阿瑾有些意外,还有些不好意思,低下了头,“您怎么还记得这些。”
“怎会忘却。”楚元熙抬手抚平了阿瑾头上翘起来的一根发丝,“此生能遇上你,是我之幸。”
阿瑾的心里泛起了一分酸,一分甜,抬起头,很认真的看着眼前人,“是我之幸,遇上你。”
——
北城的集会晚上也在继续,夜市的人依旧很多,看起来一点都不比白天少。连摊位上的货物,都变了好多。

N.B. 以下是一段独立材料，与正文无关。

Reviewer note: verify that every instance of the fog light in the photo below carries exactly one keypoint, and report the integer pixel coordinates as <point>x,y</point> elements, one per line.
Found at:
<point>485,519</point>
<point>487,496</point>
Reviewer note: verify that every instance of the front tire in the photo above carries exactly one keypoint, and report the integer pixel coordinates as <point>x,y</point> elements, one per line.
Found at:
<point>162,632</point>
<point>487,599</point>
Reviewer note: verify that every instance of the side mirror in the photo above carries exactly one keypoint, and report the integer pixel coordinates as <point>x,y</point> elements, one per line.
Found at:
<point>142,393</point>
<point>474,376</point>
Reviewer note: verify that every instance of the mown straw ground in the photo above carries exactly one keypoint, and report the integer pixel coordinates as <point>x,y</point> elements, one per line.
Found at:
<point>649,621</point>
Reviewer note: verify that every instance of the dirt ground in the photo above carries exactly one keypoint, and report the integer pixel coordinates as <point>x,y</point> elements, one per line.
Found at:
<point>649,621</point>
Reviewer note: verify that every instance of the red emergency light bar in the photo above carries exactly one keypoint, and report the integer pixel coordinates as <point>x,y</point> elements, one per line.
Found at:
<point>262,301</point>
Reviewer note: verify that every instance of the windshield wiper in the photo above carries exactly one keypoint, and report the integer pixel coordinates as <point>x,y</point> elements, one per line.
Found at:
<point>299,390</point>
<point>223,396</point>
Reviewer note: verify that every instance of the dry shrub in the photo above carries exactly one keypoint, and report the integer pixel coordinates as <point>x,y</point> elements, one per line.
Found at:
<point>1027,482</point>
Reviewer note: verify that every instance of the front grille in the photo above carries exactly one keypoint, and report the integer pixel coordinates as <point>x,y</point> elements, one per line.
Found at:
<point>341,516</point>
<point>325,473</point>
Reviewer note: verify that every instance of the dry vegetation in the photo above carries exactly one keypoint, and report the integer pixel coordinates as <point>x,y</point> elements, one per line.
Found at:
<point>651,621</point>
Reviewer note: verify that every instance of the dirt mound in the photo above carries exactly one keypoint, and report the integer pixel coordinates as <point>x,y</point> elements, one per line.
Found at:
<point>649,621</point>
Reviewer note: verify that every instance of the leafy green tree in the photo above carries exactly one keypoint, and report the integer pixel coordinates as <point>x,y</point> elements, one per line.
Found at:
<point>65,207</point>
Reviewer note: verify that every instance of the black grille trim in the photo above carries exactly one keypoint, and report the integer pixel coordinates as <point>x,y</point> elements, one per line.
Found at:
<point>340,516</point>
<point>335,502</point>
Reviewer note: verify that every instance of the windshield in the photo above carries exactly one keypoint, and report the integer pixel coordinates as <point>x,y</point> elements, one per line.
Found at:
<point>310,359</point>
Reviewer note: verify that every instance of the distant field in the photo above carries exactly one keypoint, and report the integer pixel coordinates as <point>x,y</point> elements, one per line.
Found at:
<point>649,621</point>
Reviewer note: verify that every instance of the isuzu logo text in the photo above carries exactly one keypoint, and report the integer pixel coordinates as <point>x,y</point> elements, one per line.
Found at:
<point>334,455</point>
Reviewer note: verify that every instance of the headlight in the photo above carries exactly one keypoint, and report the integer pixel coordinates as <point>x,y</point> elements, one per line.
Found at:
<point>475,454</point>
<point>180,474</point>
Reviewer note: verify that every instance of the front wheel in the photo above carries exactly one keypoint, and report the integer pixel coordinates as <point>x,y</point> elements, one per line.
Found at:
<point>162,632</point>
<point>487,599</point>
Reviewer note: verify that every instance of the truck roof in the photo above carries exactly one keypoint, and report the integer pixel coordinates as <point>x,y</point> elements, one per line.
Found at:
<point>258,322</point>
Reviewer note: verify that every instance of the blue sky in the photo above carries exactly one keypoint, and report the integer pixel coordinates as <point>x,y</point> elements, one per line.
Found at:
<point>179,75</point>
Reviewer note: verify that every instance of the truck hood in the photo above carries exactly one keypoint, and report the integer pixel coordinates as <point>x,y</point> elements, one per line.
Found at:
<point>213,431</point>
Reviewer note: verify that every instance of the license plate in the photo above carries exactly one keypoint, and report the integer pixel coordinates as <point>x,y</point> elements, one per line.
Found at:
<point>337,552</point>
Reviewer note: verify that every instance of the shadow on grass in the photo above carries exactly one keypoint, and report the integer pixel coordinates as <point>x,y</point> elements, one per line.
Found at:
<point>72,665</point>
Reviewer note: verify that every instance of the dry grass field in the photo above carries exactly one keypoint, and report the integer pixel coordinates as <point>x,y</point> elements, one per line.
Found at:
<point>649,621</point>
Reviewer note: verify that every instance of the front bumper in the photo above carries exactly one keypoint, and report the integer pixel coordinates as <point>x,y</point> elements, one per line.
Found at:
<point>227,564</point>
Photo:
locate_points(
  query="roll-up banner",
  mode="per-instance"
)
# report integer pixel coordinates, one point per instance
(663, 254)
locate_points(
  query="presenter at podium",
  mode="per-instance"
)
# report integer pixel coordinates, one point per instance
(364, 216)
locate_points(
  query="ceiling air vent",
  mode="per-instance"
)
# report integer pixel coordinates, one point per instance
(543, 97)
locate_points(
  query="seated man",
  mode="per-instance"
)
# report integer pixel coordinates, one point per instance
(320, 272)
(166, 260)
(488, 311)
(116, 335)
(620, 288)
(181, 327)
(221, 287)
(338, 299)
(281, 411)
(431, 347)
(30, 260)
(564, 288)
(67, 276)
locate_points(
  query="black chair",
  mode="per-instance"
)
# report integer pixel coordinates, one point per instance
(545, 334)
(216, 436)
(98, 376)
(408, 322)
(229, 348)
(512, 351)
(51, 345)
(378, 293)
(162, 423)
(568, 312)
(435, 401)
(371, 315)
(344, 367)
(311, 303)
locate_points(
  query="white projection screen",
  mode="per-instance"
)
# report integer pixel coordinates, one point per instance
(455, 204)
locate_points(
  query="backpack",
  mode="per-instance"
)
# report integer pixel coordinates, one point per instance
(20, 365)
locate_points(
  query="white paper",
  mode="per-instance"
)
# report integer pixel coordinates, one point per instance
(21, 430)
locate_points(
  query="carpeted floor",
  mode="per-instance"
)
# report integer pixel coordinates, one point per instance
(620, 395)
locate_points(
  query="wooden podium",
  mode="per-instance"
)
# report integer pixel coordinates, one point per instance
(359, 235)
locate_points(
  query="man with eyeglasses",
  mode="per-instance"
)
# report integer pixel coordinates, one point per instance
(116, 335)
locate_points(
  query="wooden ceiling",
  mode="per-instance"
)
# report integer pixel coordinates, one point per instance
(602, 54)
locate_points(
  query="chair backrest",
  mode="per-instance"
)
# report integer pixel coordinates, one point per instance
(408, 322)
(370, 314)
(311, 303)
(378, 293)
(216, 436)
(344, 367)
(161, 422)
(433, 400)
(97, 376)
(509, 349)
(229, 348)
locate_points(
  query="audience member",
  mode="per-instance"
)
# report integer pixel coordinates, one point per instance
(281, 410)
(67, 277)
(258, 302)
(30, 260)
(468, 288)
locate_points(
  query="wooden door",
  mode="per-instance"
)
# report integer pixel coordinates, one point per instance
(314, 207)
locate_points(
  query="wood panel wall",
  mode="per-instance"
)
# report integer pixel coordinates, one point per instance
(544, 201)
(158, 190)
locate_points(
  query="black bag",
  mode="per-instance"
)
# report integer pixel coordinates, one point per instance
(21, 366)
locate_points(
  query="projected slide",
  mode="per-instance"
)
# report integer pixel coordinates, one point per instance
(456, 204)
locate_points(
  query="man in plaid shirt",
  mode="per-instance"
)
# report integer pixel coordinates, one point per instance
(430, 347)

三个孩子都在宅子里早早睡了,楚元熙则带着阿瑾出来逛集会。
孩子们不在,阿瑾也放开了,活泼了许多,叽叽喳喳说个不停。这一回,不论多亲近,都没有小娃娃会再插进来了。其它人也识趣地站得远远的,楚元熙很满意地和阿瑾过着二人世界,亲密无间的样子羡煞了不少过路的人。
阿瑾觉得今天真的很开心,拿着一个风车在吹。小时候她跟着人贩子,见到路边的小孩子玩风车,一直很羡慕,后来进了将军府,更是从没见过这东西了。跟了陛下,过得虽好,却与民间生活彻底隔开了,现在可算是全补上了。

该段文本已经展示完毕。